Reddick, que competía por la séptima posición, vio cómo su Toyota del 23XI Racing perdía adherencia al entrar en la curva 1, colisionando con Jones, del Legacy Motor Club, en la vuelta 4 de la carrera de 350 vueltas. La incidencia no solo provocó la degradación de sus vehículos, sino que también representó un gran revés para las aspiraciones de Reddick en el campeonato, que en ese momento estaba 84 puntos por detrás del líder, Ryan Blaney, con el Chase a la vista.
Al declararse culpable, Reddick describió su error como un ‘error mortal’. ‘Realmente perdí el control del coche. Si hubiera estado solo, probablemente lo habría podido controlar. Pero, desgraciadamente, acabé colisionando con él y eso no es lo que se supone que debe pasar’, comentó después del incidente.

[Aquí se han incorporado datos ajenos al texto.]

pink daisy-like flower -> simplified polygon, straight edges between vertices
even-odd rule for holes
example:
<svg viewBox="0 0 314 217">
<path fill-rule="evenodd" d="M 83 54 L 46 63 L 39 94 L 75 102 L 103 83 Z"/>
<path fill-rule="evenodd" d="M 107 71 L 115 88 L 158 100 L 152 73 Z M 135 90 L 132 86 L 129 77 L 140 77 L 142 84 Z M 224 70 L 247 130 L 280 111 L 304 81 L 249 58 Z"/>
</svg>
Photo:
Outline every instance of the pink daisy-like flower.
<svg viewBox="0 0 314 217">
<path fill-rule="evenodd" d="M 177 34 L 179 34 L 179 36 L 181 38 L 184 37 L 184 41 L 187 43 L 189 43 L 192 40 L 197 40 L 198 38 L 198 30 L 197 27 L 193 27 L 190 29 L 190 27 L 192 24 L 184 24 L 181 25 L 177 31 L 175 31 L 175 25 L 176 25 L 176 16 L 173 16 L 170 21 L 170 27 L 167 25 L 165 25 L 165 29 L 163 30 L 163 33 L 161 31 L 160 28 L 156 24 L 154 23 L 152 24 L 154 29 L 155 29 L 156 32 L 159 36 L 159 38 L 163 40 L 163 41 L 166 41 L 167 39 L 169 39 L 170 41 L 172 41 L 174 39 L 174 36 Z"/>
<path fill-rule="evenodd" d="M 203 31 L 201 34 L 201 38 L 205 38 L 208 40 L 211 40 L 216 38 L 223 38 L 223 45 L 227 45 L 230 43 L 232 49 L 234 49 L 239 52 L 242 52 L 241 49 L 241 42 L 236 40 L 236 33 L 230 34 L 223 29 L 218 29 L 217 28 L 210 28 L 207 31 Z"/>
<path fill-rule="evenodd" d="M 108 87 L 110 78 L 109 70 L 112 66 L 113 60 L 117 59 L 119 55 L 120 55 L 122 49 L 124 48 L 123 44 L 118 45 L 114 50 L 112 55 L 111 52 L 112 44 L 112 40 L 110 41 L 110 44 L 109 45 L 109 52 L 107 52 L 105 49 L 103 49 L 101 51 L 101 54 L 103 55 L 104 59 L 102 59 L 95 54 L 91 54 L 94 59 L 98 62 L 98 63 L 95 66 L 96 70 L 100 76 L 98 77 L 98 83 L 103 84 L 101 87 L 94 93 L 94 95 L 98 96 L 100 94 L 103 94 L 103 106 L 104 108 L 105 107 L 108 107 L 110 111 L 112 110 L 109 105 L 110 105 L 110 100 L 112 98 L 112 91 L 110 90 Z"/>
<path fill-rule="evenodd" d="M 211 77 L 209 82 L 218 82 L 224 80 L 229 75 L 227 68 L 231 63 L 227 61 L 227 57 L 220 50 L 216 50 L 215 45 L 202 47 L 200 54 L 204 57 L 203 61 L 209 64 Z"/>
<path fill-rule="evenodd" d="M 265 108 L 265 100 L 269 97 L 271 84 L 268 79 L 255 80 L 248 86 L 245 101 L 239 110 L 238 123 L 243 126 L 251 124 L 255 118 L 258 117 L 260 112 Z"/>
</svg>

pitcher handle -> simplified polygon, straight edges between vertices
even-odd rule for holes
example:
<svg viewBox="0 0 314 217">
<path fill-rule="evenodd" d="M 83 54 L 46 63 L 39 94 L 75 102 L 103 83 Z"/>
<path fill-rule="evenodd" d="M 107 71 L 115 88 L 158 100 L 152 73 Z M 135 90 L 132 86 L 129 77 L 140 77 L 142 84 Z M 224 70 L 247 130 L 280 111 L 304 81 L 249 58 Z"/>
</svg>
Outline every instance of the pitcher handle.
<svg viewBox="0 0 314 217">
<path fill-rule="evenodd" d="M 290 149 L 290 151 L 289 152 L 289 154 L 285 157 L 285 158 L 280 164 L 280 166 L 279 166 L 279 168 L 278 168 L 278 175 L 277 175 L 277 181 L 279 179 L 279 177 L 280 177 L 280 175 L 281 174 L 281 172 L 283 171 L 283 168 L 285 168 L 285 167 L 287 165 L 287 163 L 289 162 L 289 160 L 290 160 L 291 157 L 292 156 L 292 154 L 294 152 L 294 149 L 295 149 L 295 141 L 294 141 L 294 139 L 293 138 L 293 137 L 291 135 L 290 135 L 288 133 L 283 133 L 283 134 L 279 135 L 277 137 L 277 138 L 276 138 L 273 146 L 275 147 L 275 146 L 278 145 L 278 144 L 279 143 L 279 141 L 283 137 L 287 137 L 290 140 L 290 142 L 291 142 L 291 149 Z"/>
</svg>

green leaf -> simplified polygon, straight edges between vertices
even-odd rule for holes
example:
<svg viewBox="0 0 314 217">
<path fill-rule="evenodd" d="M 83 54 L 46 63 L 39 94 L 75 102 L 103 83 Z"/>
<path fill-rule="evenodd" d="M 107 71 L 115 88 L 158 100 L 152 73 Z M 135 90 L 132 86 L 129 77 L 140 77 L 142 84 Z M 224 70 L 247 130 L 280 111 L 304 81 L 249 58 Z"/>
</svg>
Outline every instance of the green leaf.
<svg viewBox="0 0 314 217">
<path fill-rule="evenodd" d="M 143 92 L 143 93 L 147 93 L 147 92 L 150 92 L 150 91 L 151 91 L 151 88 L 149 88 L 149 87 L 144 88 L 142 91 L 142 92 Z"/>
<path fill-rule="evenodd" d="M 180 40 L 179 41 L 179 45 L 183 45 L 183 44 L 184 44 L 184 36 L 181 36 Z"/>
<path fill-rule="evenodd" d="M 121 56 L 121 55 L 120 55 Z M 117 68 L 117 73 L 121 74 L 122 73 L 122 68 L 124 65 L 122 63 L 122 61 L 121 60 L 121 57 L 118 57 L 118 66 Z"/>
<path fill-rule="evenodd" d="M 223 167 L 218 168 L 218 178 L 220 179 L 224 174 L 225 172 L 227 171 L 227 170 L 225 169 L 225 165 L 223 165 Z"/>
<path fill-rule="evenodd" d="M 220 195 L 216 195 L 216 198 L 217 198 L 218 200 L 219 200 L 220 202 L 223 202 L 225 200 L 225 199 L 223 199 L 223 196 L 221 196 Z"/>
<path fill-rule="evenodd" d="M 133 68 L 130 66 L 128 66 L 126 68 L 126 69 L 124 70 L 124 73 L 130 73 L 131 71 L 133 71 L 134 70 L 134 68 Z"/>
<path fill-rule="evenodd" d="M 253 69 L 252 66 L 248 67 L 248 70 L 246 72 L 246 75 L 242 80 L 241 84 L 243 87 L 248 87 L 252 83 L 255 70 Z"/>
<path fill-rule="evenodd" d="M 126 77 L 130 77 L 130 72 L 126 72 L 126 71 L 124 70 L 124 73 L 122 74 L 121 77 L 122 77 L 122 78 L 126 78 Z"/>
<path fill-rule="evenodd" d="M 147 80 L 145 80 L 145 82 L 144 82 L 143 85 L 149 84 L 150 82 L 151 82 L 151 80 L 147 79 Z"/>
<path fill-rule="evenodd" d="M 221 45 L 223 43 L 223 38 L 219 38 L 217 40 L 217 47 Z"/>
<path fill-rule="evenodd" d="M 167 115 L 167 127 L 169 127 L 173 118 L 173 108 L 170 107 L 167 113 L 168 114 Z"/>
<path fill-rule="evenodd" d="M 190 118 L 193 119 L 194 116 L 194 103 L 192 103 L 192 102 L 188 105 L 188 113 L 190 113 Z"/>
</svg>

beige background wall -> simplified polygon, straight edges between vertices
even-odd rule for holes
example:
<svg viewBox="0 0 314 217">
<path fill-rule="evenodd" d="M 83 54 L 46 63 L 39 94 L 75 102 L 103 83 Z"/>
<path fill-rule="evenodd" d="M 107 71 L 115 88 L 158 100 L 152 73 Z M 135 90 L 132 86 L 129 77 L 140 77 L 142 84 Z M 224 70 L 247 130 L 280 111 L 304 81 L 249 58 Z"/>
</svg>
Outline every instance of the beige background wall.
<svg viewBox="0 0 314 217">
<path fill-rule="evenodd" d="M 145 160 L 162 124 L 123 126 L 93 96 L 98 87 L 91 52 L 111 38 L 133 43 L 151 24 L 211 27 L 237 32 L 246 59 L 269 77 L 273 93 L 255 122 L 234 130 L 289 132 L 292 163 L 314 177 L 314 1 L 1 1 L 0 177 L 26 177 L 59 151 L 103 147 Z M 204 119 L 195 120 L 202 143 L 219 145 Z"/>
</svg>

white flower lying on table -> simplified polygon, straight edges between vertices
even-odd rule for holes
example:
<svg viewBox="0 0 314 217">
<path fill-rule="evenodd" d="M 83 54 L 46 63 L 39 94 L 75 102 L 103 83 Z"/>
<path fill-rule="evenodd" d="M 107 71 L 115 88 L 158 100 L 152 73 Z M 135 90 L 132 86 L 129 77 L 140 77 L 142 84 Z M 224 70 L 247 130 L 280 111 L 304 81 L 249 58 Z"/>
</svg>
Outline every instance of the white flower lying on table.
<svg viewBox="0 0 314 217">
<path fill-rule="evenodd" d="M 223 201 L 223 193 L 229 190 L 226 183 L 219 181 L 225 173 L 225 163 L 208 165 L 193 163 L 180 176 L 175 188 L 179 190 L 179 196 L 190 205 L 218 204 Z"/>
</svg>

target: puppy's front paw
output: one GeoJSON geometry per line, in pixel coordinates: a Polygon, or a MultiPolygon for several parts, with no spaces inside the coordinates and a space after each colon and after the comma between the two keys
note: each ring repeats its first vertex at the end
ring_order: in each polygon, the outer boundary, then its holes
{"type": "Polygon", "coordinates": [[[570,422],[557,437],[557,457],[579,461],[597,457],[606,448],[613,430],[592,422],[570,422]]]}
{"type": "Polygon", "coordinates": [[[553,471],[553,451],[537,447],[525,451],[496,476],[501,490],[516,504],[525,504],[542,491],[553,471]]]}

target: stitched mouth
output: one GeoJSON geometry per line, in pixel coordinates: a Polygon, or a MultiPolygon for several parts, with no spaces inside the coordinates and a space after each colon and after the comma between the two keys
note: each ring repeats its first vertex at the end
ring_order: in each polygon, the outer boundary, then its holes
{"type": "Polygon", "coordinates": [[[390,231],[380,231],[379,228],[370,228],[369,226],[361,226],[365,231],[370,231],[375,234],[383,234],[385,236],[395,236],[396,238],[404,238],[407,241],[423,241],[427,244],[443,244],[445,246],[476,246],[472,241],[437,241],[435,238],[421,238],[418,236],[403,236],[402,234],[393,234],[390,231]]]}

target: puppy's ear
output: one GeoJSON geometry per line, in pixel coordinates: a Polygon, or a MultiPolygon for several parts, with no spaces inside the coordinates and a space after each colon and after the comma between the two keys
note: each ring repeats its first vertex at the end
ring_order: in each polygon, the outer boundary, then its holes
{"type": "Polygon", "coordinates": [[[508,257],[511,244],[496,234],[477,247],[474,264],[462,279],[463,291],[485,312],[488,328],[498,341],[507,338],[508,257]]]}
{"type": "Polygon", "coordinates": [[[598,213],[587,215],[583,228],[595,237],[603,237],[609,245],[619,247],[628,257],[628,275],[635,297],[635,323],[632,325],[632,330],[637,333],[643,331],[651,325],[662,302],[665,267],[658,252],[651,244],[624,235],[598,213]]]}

Por otro lado, Jones expresó su frustración ante la situación. El piloto de la Toyota del Legacy Motor Club vio cómo sus probabilidades de entrar en el Chase se desvanecían, reconociendo que su situación se había vuelto muy complicada. ‘Es un día decepcionante para nosotros. Necesitábamos hacer una buena carrera y, con esto, nuestras opciones son muy limitadas ahora’, afirmó.
Este incidente subraya las dificultades que Reddick ha estado enfrentando las últimas semanas, con seis finales en el puesto 25 o peor en las últimas nueve carreras. La situación se está complicando para él y para Jones a medida que avanzan hacia la recta final de la temporada.